Let $a,b\geq 0$ and $a+b=1.$ Find the maximum value of $\frac{a}{2a+1}+\frac{b}{3b+1}.$

sqing wrote: Let $a,b\geq 0$ and $a+b=1.$ Find the maximum value of $\frac{a}{2a+1}+\frac{b}{3b+1}.$ We will show $\frac{a}{2a+1}+\frac{b}{3b+1} \le \frac{5}{11}$. Multiply both sides by $-1$ and add $\frac{1}{2}+\frac{1}{3}$ to the both sides. $$\frac{1}{4a+2}+\frac{1}{9b+3} = \frac{9}{36a+18}+\frac{4}{36b+12} \ge \frac{(3+2)^2}{36+18+12} = \frac{25}{66}$$

sqing wrote: Let $a,b,c\geq 0$ and $a+b+c=1.$ Prove that$$\frac{a}{2a+1}+\frac{b}{3b+1}+\frac{c}{6c+1}\leq \frac{1}{2}.$$(Marian Dinca) $\frac{a}{2a+1}=\frac{1}{2}\cdot (1-\frac{1}{2a+1})$. We can change expressions with $b,c$ similarly.
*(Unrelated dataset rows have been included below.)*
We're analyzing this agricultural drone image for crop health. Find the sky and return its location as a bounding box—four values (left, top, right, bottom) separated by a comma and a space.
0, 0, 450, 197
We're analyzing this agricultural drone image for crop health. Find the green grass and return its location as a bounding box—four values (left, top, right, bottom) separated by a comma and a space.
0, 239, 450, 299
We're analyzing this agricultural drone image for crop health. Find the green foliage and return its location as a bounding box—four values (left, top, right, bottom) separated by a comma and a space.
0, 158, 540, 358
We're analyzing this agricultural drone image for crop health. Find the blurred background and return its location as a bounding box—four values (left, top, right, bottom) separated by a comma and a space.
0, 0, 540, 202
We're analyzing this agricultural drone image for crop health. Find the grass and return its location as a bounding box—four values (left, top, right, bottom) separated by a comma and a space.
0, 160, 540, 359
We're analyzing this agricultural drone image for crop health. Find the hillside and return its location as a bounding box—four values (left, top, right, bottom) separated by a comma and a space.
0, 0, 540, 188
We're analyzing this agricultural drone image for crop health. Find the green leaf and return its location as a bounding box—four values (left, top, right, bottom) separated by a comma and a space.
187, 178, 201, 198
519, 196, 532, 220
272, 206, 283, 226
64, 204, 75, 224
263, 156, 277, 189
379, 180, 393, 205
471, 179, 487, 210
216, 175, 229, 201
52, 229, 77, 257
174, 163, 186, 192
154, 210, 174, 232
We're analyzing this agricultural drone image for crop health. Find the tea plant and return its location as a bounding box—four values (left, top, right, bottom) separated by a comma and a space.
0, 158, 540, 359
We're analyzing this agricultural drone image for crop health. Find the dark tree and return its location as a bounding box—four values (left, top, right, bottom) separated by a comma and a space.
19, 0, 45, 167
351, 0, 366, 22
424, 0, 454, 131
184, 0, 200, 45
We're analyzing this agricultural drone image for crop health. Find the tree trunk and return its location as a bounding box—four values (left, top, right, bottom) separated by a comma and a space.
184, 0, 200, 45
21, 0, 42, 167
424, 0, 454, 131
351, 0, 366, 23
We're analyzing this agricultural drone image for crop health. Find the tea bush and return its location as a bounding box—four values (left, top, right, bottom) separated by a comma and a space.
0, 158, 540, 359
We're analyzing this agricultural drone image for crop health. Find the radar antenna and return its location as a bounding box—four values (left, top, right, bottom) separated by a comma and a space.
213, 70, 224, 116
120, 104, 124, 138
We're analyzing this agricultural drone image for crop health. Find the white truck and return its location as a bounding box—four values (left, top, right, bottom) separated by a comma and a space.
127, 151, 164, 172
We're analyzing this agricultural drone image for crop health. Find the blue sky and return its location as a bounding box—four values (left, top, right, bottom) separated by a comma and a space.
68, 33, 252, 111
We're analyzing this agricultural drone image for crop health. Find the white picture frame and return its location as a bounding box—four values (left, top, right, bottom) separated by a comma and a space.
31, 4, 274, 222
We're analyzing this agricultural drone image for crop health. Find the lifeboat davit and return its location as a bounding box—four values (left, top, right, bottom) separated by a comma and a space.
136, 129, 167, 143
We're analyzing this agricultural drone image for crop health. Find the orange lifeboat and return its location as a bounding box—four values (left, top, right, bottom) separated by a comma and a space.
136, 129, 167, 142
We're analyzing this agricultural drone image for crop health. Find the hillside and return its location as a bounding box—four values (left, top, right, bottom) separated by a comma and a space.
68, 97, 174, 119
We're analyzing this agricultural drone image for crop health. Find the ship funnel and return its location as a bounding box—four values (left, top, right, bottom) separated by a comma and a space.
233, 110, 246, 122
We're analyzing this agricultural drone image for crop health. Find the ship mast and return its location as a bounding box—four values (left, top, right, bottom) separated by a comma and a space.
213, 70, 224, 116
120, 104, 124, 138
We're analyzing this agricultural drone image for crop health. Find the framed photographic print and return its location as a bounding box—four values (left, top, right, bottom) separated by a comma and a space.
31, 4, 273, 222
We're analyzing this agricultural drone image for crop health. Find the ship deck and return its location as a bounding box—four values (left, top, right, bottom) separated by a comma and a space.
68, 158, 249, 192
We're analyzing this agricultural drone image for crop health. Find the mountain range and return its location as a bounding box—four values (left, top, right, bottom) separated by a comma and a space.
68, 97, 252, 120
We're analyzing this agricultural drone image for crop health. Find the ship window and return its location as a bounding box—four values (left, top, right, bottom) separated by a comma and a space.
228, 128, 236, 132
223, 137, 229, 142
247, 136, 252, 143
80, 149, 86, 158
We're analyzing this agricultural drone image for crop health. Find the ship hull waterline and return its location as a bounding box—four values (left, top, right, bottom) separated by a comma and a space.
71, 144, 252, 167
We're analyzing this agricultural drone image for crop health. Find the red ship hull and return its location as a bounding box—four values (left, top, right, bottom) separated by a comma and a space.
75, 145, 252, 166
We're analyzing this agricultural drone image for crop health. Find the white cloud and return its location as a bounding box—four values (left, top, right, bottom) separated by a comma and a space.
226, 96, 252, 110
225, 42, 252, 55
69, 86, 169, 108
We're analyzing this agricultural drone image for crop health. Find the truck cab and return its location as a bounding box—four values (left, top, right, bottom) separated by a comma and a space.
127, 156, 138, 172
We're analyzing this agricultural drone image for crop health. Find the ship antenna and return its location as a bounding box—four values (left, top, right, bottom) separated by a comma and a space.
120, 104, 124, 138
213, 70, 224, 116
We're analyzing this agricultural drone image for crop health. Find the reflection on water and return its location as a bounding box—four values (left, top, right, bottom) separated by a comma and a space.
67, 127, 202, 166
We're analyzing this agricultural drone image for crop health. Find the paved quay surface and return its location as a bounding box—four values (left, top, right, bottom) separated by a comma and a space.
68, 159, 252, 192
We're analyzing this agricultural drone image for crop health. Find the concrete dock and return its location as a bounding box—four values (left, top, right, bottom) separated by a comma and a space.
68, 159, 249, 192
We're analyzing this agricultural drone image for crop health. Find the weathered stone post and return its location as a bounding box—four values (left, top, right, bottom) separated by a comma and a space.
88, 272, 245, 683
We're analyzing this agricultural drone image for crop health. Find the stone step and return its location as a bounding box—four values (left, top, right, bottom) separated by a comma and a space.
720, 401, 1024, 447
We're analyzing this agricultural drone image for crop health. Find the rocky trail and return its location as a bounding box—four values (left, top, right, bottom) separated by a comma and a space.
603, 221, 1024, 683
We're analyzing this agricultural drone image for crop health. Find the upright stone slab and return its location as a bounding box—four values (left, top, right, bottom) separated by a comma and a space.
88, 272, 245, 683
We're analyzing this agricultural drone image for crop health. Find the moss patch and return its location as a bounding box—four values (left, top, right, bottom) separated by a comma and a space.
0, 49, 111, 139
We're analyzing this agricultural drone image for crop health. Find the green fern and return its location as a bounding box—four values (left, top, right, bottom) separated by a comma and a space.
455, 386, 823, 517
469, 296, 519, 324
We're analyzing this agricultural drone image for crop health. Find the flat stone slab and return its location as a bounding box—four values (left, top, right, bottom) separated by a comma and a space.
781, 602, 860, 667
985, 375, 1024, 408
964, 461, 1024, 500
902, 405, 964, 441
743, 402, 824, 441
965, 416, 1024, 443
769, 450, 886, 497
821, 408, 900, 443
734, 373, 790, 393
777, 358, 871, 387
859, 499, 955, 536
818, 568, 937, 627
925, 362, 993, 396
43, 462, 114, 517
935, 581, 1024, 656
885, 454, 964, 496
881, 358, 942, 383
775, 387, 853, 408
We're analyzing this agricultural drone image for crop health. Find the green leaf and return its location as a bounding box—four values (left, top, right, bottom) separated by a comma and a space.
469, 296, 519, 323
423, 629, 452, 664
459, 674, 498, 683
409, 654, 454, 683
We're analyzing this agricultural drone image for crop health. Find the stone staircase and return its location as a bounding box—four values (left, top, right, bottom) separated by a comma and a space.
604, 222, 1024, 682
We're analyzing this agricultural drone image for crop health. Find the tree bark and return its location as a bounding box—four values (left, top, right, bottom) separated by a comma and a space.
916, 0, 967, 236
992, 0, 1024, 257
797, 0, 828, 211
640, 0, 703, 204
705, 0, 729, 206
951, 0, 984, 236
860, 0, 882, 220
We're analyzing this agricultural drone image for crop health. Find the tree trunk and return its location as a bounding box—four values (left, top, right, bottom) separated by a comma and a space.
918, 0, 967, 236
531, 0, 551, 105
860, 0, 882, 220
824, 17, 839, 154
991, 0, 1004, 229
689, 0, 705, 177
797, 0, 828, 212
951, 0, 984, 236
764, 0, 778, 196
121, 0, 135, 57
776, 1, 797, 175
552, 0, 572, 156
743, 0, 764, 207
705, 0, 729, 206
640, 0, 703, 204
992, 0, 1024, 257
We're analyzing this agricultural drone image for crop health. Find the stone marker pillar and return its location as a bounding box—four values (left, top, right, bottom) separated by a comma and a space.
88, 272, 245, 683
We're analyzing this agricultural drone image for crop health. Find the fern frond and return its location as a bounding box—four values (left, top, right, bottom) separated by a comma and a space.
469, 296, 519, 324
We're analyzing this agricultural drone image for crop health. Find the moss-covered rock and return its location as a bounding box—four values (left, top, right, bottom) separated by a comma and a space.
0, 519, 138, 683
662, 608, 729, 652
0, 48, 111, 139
It is enough to prove that $$\frac{3}{2a+1}+\frac{2}{3b+1}+\frac{1}{6c+1}\ge 3.$$By C-S: $$(\frac{3}{2a+1}+\frac{2}{3b+1}+\frac{1}{6c+1})(3(2a+1)+2(3b+1)+6c+1)\ge6^2$$equality is reached when $a=1/2,b=1/3,c=1/6$. $\square$

sqing wrote: Let $a,b\geq 0$ and $a+b=1.$ Find the maximum value of $\frac{a}{2a+1}+\frac{b}{3b+1}.$ Let $f(a) = \frac{a}{2a+1} + \frac{a - 1}{3a - 4}$ which is our given expression. $f'(a) = 0$ $\implies$ (after some simplification) $\implies \frac{1}{(2a+1)^2} - \frac{1}{(3a - 4)^2}=0$ $\implies (3a - 4)^2 - (2a + 1)^2 = 0$ $\implies (a - 5)(5a - 3) = 0$ $\implies a = \frac{3}{5} $(abandoning a=5 then b=-4) So max $f(a) = f(\frac{3}{5}) = \frac{5}{11}$

Let $a,b\geq 0$ and $a+b=1.$ Prove that$$\frac{a}{2a+1}+\frac{b}{3b+1}\leq \frac{5}{11} .$$

sqing wrote: Let $a,b\geq 0$ and $a+b=1.$ Prove that$$\frac{a}{2a+1}+\frac{b}{3b+1}\leq \frac{5}{11} .$$ Solution of Zhangyanzong: $$\frac{a}{2a+1}+\frac{b}{3b+1}= \frac{5}{6} -\left( \frac{\frac{9}{4} }{9a+ \frac{9}{2} } + \frac{1}{9b+3} \right) \leq \frac{5}{6} -\frac{(\frac{3}{2}+1)^2}{9a+ \frac{9}{2}+9b+3 }= \frac{5}{11} .$$

$\text{One-variable inequality}\Rightarrow\text{Calculus}$ Let $f:[0,1]\to\mathbb R$ be a continuously differentiable function defined by $f(x)=\frac x{2x+1}+\frac{1-x}{4-3x}$. We want to find the maximum of $f$. Easily, $f'(x)=\frac{(5x-3)(x-5)}{(2x+1)^2(3x-4)^2}$, so we only need to consider $x=0.6$, which indeed gives the maximum of $f(0.6)=\frac5{11}$ as desired.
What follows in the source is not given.